Retour sur le groupe maudit des Triffids dans un best of "Wide open road".
Le chanteur des Triffids, David Mc Comb, a écrit la plus belle chanson du monde : « The Lord burns every clue ». Elle apparaît sur l’unique album solo de l’artiste paru en 1994, cinq ans avant sa mort dans un accident de voiture, à quinze jours de son trente-septième anniversaire. Affaibli, Mc Comb avait reçu une transplantation cardiaque quelques mois auparavant. Le décor est planté. Toute la malédiction des Triffids est condensée dans le destin de son chanteur poète. Il y a quelques mois, Rock&Folk dressait une liste des groupes australiens majeurs de l’histoire du rock. Dans les seize noms retenus, aucune trace des Triffids. La malédiction continue. Ne pas citer les Triffids dans les seize artistes marquants du rock australien, c’est comme oublier les Beatles dans les références de la pop anglaise : une hérésie.

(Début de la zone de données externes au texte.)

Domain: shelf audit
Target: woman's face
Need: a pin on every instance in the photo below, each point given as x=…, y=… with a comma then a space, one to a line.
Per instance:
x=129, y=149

 The Triffids surgissent dans les années 80, dans la région de Melbourne. Leur folk rock lyrique inspire la grande évasion vers la mer ou les étendues désertiques. Mixture garage parée de violon et de piano mélancoliques, aux odeurs d’asphalte chaud, les chansons des Triffids parlent d’amour brûlant, de solitude, de nature sauvage en proie à des démons tout humains, comme chez Jean Giono. Les Triffids n’ont jamais vraiment percé. C’est un autre groupe australien qui récolta les faveurs du public dans les années 80 et 90 : INXS et sa new wave funky calibrée pour les charts internationaux. Et pourtant, les Triffids ont publié de grands disques, dont Treeless Plain, Calenture, et un chef-d’œuvre de romantisme incandescent : Born Sandy Devotional en 1986. A l’époque, le groupe ne laisse pas les critiques insensibles, le prestigieux hebdomadaire musical anglais NME ira même jusqu’à lui consacrer sa couverture en 1985.
Toute la discographie du groupe a été rééditée ces dernières années, augmentée d’inédits. Ce best of arrive aujourd’hui comme une ultime bénédiction pour découvrir The Triffids. L’auteur du livret relate un petit jeu significatif auquel il s’est livré avec un ami : celui-ci a établi une liste, son TOP des « Meilleures paroles d’ouverture de chanson ». Entre Dylan et Paul Simon, il a inclu la chanson des Triffids « Wide open road », dont on peut traduire l’intro ainsi : « Voilà, les roulements de tambours ont envahi ma tête / et les flingues ont explosé ma poitrine ». La sublimissime « The Seabirds », une autre chanson des Triffids, est citée. On comprend pourquoi : « Aucune paire de lunettes de soleil venue d’ailleurs ne t’abritera de la lumière qui perce tes paupières / Alors que le cri des mouettes, repues de poisson, plongeant dans la baie jusqu’à ce qu’elle rougeoie / Teintait le ciel d’une couleur froide et sombre / Tandis qu’elles tournoyaient au-dessus de nos têtes ».
Le dernier album studio du groupe est sorti en 1989. Son titre, au sombre présage : The Black Swan. Malgré son contenu très riche - de l’électro-pop aux ambiances cabaret rock -, la sauce ne prit définitivement pas auprès du grand public. David Mc Comb sombra dans la drogue et de graves problèmes de santé vinrent ternir le quotidien du chanteur jusqu’au terme de sa courte vie en 1999.
Le journaliste Philippe Auclair relate dans le « Dictionnaire du Rock » (Robert Laffont) l’anecdote suivante en guise d’épilogue tragi-comique : « Au début des années 90, les Triffids reçurent un trophée pour leur contribution à la renommée de l’Australie-Occidentale dans le monde de la musique lors des Grammys Australiens. La cérémonie se déroulait dans un casino, devant un parterre de professionnels en smoking, à l’exception d’une serveuse en uniforme, occupée à remplir leurs verres. C’est cette serveuse qui monta sur scène pour recevoir le trophée : une serveuse qui s’appelait Jill Birt, l’ancienne claviériste du groupe ».